Talk of compromise, at this point, is pretty empty. Just four months ago, a set of four immigration bills were voted on individually in the Senate and all four were rejected, with Trump's favored plan proving the least popular of the bunch. In the House, Speaker Paul Ryan has agreed to put a pair of Republican-penned proposals up for votes—one more conservative, one a "compromise" with GOP moderates—but these don't seem likely to pass, either. (Republicans are claiming that the compromise bill would end family separations when in fact it would do no such thing.)
If the issue seems complicated, that's largely because the people in charge of the country are misleading the public. Department of Homeland Security boss Kirstjen Nielsen claimed falsely Sunday that, "We do not have a policy of separating families at the border," then defended the practice on Monday by describing it as "enforcing laws passed by Congress.”

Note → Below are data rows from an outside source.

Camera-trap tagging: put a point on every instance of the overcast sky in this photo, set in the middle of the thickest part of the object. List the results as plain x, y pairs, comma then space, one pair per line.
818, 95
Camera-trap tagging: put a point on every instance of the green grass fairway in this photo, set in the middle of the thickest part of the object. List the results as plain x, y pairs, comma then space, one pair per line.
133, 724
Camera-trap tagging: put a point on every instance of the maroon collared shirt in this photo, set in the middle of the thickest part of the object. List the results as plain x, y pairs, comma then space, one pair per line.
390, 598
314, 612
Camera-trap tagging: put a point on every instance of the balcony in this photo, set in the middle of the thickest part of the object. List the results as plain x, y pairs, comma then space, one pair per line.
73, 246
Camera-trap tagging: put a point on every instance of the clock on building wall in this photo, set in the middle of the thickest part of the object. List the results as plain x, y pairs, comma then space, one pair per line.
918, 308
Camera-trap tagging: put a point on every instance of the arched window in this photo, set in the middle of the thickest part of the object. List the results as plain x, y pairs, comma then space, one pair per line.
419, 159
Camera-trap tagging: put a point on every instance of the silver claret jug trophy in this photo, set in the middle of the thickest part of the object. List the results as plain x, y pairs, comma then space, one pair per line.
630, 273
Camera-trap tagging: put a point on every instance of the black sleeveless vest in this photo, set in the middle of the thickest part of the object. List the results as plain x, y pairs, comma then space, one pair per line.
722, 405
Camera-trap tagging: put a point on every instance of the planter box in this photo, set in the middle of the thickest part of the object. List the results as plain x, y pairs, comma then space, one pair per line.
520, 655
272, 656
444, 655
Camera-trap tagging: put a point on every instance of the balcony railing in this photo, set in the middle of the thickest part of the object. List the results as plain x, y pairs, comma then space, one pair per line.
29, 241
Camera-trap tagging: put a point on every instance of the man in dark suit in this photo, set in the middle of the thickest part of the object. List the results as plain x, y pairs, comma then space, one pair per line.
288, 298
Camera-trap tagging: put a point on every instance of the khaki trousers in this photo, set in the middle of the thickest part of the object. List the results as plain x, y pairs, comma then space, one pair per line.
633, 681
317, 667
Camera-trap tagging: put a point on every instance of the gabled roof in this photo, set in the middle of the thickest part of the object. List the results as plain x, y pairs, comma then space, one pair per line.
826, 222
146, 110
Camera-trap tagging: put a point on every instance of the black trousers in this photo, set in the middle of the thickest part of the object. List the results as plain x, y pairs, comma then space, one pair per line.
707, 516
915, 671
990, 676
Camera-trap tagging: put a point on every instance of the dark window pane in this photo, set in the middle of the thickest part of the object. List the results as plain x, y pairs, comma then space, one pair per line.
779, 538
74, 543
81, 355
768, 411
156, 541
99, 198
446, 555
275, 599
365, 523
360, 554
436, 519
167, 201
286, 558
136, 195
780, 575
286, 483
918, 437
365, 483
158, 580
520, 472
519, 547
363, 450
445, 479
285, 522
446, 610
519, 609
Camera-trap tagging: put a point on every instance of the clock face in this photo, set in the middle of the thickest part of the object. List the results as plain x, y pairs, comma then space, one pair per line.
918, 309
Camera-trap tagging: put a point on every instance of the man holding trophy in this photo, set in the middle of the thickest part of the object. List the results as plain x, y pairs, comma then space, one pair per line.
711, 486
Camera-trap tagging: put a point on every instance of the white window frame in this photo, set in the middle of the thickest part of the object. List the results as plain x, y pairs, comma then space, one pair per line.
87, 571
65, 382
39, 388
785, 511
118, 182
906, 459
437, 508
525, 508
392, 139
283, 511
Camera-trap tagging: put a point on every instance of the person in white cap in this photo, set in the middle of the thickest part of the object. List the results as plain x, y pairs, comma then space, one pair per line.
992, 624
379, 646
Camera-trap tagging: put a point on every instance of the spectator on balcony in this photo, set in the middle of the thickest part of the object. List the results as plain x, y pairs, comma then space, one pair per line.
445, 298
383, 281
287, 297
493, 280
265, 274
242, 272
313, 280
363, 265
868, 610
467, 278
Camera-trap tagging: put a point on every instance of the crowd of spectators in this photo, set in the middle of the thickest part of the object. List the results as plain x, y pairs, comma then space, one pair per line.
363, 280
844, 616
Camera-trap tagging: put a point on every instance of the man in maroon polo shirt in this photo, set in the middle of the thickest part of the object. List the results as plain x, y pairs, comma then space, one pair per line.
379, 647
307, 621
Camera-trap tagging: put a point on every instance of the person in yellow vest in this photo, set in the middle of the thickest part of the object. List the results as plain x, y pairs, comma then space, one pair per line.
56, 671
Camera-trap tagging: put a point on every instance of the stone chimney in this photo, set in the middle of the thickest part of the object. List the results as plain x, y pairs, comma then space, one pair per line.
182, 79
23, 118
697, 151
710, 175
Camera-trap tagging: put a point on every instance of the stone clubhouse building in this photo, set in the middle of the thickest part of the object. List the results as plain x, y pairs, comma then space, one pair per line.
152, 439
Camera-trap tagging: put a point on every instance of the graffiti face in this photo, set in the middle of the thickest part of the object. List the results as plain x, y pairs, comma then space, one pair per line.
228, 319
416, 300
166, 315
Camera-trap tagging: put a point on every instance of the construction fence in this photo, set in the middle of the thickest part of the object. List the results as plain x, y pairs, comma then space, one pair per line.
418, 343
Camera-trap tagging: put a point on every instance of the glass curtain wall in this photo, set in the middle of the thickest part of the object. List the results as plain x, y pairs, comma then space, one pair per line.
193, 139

In reality, the Trump administration could stop the separation of families tomorrow if it wanted to. Republicans in Congress, if they were really troubled by all this, could unite with their Democratic colleagues and pass a bill with two-thirds majorities in both houses to change things. That they have not yet is a sign that they are fine with the status quo, no matter how despicable it may be.
There may come a point when Trump's brutal crackdown on immigrants, which encompasses so much more than just family separation, causes moderate Republicans to break from him and actually vote against his agenda. But then again, this episode suggests such a point may not exist. If Republicans have accepted this latest atrocity with barely a whimper, what else will they accept?